GENTILE E CORTESE SIGNORA NADIA:rientro ora e laggo con infinita commozione, il suo graditissimo post! E accolgo il suo spontaneo abbraccio, con infinita gioia e lo ricambio sentitamente.M spiace; non aver potuto rispondele ieri; ma son dovuta uscire...e debbo ammettere che la serata, mi ha donato emozioni...talmente forti e positive; che, lascio volentieri...tutto lo sazio a chi sproloquia!! VEDE: dal centro oncologico, dell'ospedale, ti rilasciano, referti e dichiarazioni, da portare al medico di fiducia, che rialascia il suo OK...dopo di che il tutto viene consegnato al CAF... che provvede a tutto il resto...accompagnamento per chemio, e una "pensioncina" chiamiamola così per 5 anni.PER quanto riguarda, il resto; grazie al Cielo sto benone, certo gli alti e bassi ci sono, ma nessuno direbbe mai...che son sotto chemio; forse anche perchè, gli occhi rispecchiano ...L'ANIMA...e ciò è quel che importa; da tempo ho imparato, a farmi scivolare tutto; oggi come oggi, prima vengo io...(naturalmente, sempre dopo i miei due gioielli...) poi il prossimo e mi creda, ancora faccio fatica a rivestire questi panni, che per indole, sento stretti; ma, è l'unica strada!! ps se le vien bene e se lo desidera; ascolti il brano di NEFFA...QUANDO SORRIDI...ecco...questo è un altra delle dediche che mio figlio...dona alla sua mammina!! GRAZI DELL'ATTENZIONE E BUONA DOMENICA...colma di seenità!! a presto!!!!!!!! Marina.
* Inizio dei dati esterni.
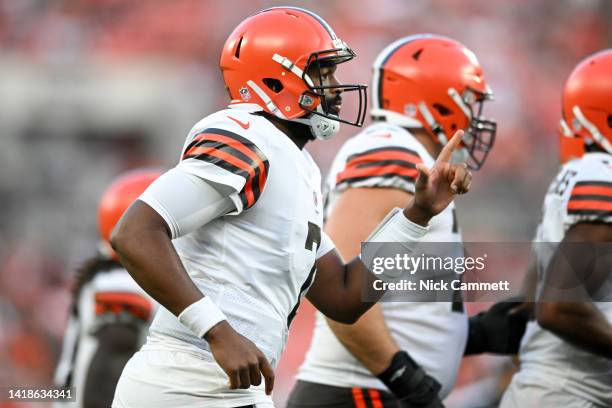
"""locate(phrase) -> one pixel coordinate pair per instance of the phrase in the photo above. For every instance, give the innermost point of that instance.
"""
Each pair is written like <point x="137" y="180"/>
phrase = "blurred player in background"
<point x="244" y="209"/>
<point x="566" y="355"/>
<point x="425" y="87"/>
<point x="110" y="313"/>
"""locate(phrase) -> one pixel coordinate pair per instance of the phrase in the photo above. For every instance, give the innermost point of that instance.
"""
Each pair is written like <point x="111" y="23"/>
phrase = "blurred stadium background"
<point x="91" y="88"/>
HOLA VENEZIANI!!!

OBLIVION

Dom, 08/09/2013 - 15:47

MARINA, Ci sono circostanze in cui, malgrado la mancanza di scusanti, occorre avere il coraggio di saper chiedere scusa anche preparandosi a sentirsela respingere. La frase più difficile a scriversi e a pronunciarsi in italiano pare che sia: “Ho sbagliato: mi dispiace”. In qualche caso, come in questo particolare, viene da aggiungere: “Non avevo capito niente”. Così poche parole possono avere molta più efficacia e molto meno fragilità di un lungo e ben articolato ragionamento, spesso mirato a cercare ed invocare esimenti o attenuanti per il nostro senso di mortificazione. Nel mio caso, mi limito solo a ripetere, pubblicamente e con voce cordiale: “Ho sbagliato: mi dispiace”. Col desiderio di dirlo, l' ho detto. Mi sarà di lezione, in questa vita che non si finisce mai di imparare almeno ciò che serve davvero.

Ritratto di Euterpe

Euterpe

Dom, 08/09/2013 - 17:20

@ Oblivion-Con la sua solita eleganza e gentilezza lei ha scritto il suo post precedente,ma chi ha una lunga frequentazione di questo forum ,in questa specifica circostanza,non ha potuto non ricordare quella famosa favoletta di Esopo in cui il pastorello grida "Al lupo,al lupo" per fare uno scherzo agli altri pastori; e così più volte,sino a quando il lupo arriva davvero...e l'epilogo è ben noto.Certo che questa volta il lupo sia realmente arrivato ci causa dispiacere e un sentimento di umana compartecipazione,ma l'equivoco era nell'ordine delle cose,non voluto,e i toni con cui esso è stato indicato non ha permesso di mostrare il nostro sincero rincrescimento.